India: Same again for Karnataka round two


But there will be some disappointment among developers that policymakers have ignored innovations offered in other states, such as net metering in Kerala and Tamil Nadu, and the introduction of solar parks in Gujarat.

Consultancy Bridge to India reports that with a minimum size of 3 MW and maximum of 10 MW under round two of the allocations, the process seems formulated to favor photovoltaic projects over CSP, although both technologies will be considered.

That reality is reflected by the fact this round has no demarcation between the technologies: in 2012 the 80 MW was split into 50 MW for photovoltaic and 30 MW for CSP, but with only 20 MW of CSP forthcoming, the remaining 10 MW was allocated to photovoltaics.

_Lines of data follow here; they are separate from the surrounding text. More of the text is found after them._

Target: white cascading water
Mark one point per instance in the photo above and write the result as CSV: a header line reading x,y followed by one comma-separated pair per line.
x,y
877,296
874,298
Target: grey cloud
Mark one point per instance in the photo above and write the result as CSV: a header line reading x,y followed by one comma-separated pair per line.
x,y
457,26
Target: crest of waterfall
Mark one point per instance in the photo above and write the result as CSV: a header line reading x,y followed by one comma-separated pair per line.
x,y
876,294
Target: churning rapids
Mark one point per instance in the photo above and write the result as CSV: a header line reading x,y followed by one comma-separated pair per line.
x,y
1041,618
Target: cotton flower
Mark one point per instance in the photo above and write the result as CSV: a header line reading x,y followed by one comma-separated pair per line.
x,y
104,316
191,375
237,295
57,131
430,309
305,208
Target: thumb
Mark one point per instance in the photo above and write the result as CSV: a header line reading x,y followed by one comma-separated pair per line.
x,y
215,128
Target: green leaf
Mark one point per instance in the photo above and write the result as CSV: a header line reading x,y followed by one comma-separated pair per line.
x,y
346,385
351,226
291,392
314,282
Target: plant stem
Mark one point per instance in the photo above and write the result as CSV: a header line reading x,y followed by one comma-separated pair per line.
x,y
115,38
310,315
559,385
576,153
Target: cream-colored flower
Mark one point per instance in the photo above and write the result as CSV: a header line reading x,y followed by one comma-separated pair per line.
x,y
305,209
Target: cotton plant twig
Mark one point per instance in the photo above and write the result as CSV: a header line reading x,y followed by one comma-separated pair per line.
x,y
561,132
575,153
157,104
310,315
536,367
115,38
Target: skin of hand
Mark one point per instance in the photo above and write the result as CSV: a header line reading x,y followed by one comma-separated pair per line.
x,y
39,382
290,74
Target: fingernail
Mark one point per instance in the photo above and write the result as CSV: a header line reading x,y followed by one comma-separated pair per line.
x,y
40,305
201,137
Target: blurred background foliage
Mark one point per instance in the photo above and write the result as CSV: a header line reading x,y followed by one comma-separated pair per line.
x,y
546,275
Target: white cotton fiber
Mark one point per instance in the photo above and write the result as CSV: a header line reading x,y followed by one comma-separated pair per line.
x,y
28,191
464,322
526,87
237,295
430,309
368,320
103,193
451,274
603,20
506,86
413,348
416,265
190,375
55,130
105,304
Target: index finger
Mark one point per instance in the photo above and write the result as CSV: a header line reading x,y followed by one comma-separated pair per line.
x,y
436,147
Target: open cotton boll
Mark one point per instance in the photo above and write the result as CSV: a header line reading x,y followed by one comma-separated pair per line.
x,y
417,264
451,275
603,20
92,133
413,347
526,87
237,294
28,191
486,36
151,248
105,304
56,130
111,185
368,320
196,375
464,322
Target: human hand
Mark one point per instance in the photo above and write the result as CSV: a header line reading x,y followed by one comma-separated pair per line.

The policy restricts itself to providing for the Renewable Purchase Obligations (RPOs) of power distribution companies, continues Bridge to India, unlike the system of Solar Purchase Obligations (SPOs) introduced in Tamil Nadu, which shifted the cost from heavily indebted distribution companies onto large private energy consumers.

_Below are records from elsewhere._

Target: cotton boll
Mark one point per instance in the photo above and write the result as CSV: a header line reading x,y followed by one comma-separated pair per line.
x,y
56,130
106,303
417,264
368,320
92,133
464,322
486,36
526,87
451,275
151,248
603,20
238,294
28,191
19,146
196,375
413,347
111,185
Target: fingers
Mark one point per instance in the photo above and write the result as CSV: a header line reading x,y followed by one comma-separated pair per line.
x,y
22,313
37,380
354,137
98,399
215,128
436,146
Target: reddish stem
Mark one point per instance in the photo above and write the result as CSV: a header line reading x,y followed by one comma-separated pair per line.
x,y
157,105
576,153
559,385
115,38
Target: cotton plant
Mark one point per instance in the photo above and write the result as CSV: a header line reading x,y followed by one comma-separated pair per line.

There is also no waiving of open access and other grid-related charges, as was successfully offered in Andhra Pradesh.

The bidding process will again be based on a reverse auction benchmarked to a tariff of INR14.5/kWh (US$0.27) for photovoltaic and INR11.35/kWh for CSP.

There is a pre-bid meeting tomorrow (Tuesday, March 12) with the deadline for bids on March 28.